Multiverse in Modern Media
When you wake up on a sunny California Friday with NPR in the background, you’re at a red light with an iced coffee, and suddenly a historical event happens, it feels a little like a cliché. I felt out of my body on June 24th, when the Supreme Court overturned Roe v. Wade like I was suddenly inhabiting a character in a movie because this isn’t what was supposed to happen. So after a blurry day of disbelief and doom scrolling, I needed to tune out and finally watched Dr. Strange in the Multiverse of Madness. While Dr. Strange had a similar experience at Christine’s wedding, I was snapped back into my body when he asked: “Are you happy?” Unfortunately, like Strange, most people and I would say no. So while the 2010s were flooded with dystopian stories, where people sought a catharsis, the 2020s are flooded with alternate universe stories. Yes, we are dissatisfied with the world, but rather than looking to the past or the future, we’re looking to the side?
The top earners to put forth this narrative are; Into the Spiderverse, Spiderman No Way Home, Multiverse of Madness, Everything, Everywhere All at Once, and Matrix Resurrections. Notably, most were released after 2015, and clearly, they’ve struck a chord. As many political issues decades in the making come to a head, and once-in-a-lifetime events happen kind of… a lot, people have been asking, “what if” and “how did I end up in this reality?”
At the beginning of “MoM,” both Wanda and Dr. Strange are on the outside looking in at the life they want but can’t have. Dr. Strange moves inward out of fear of loss, while Wanda is determined to solve her loss by any means necessary. What they both learn is to let go of an alternate reality. A similar scenario can be seen in Spiderman No Way Home. Both where Andrew Garfield redeems himself from his universe in Tom Holland’s and Tom saving his friends by losing them. Andrew finds redemption in knowing a version of himself has what he can’t and moves forward, while Tom accepts a similar fate and starts from scratch. Into the Spiderverse, Peter B. Parker, through his reluctant mentorship of Miles Morales, rediscovers that fear of loss should not prevent you from trying.The Matrix franchise has always been a story about living in an alternate reality. Yet, in the 2021 reboot, Neo is disillusioned with his perfect life in the Matrix because of a missing inner need that only real love could awaken. Everything, Everywhere All at Once is a story about combating nihilism and finding beauty in the present rather than being lost in the road not taken.

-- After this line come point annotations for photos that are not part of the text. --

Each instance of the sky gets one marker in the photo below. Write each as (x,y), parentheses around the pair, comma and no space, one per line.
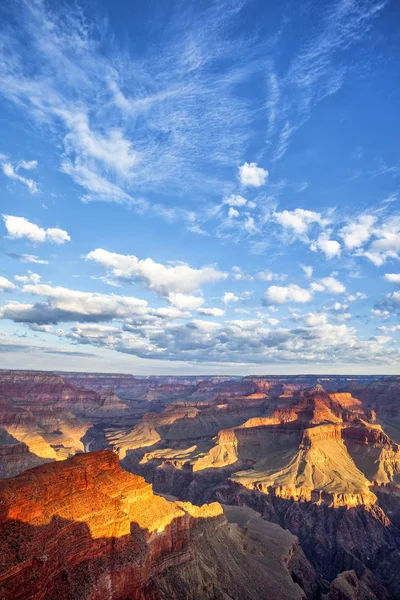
(200,186)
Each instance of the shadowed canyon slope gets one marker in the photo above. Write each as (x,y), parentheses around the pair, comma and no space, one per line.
(300,478)
(85,528)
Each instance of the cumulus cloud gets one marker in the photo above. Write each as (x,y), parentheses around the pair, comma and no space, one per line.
(298,221)
(330,248)
(19,227)
(358,232)
(28,258)
(393,277)
(387,244)
(62,305)
(308,271)
(12,172)
(162,279)
(252,175)
(212,312)
(270,276)
(6,285)
(333,285)
(313,319)
(230,297)
(233,213)
(29,278)
(235,200)
(283,294)
(250,225)
(185,301)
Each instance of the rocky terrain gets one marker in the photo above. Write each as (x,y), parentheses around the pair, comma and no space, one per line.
(85,528)
(304,473)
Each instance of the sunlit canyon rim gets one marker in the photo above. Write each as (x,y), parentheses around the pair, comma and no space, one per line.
(199,300)
(115,486)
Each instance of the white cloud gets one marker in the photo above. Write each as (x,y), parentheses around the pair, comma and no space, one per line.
(29,278)
(252,175)
(388,243)
(19,227)
(31,258)
(250,225)
(232,213)
(184,301)
(393,277)
(240,275)
(358,232)
(6,285)
(389,328)
(298,221)
(308,271)
(330,248)
(235,200)
(394,299)
(356,296)
(270,276)
(313,319)
(27,164)
(272,321)
(212,312)
(163,279)
(283,294)
(229,297)
(63,304)
(333,285)
(13,172)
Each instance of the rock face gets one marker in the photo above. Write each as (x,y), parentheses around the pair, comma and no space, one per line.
(86,529)
(316,456)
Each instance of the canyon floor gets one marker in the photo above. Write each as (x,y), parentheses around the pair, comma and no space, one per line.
(119,487)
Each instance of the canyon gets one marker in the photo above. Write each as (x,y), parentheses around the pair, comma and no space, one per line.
(115,486)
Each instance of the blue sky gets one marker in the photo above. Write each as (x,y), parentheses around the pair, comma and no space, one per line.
(200,187)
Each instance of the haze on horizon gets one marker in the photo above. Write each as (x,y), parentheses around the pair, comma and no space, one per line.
(200,187)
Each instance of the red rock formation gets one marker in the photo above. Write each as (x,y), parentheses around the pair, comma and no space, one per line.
(85,529)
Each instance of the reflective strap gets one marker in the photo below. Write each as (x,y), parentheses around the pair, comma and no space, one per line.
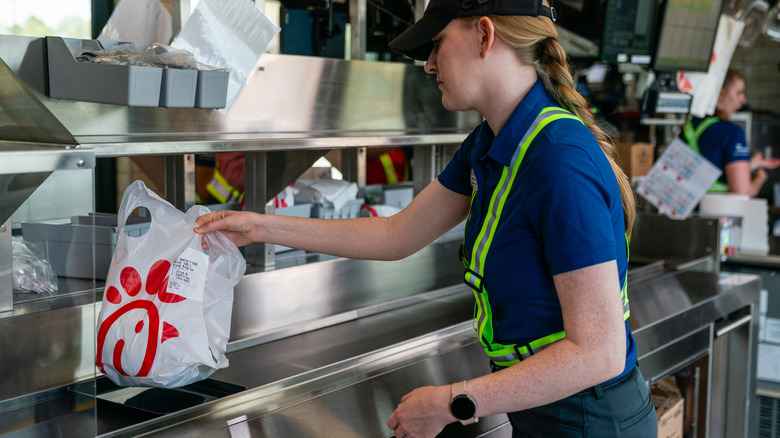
(387,164)
(624,289)
(475,271)
(692,138)
(508,355)
(221,190)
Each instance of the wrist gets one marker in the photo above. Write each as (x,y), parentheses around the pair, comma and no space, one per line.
(462,406)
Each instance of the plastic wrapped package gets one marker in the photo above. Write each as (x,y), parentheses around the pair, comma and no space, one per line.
(31,273)
(121,54)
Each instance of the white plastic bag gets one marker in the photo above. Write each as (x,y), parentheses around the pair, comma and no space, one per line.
(165,319)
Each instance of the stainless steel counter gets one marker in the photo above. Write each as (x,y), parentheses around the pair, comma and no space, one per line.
(345,379)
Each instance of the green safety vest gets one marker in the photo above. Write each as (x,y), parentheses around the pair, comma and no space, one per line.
(474,260)
(221,190)
(692,138)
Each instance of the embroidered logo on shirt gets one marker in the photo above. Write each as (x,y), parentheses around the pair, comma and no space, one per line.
(741,149)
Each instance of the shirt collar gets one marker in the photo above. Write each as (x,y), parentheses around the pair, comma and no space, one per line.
(503,146)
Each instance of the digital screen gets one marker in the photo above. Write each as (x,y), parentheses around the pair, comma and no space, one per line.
(629,31)
(687,35)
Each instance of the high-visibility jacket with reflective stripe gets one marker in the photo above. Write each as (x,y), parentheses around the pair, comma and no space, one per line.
(474,259)
(692,136)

These films remind us of the saying, “the grass is always greener on the other side of the fence.” We want to dream walk or VR into a reality where we have powers. Or are still with lost loved ones. Where we are rich or chose a different job or a different partner. Perhaps someone else had won an election, or we all have electric cars, and Google Glasses took off. The reductionist viewpoint would be classic escapism. But I argue the answer is much more hopeful. Yes, I chose a Marvel movie to tune out, but the catharsis wasn’t found in alternate universe cameos but in the resolutions. The characters did not overcome their circumstances, more often than not they ended up alone. The victory wasn’t external but internal. Yes, I cheered when Andrew caught Zendaya’s MJ, but Emma Stone’s Gwen is still gone. The catharsis isn’t that our heroes won but that they moved forward.
We are yearning for guidance and hope from our films. Trying to believe that if our heroes can overcome, so can we. If they can choose to return to their broken reality, move on, change, and start over, we can look around and find the strength to water our grass. If we spend our energy consumed by what should have happened and rage against our black mirrors that everything is wrong, we will get bitter, not better. There is hope that something broken or lost was something worth having. As we watch our superheroes return to their reality to try, perhaps it’s time we did the same, one historic event at a time.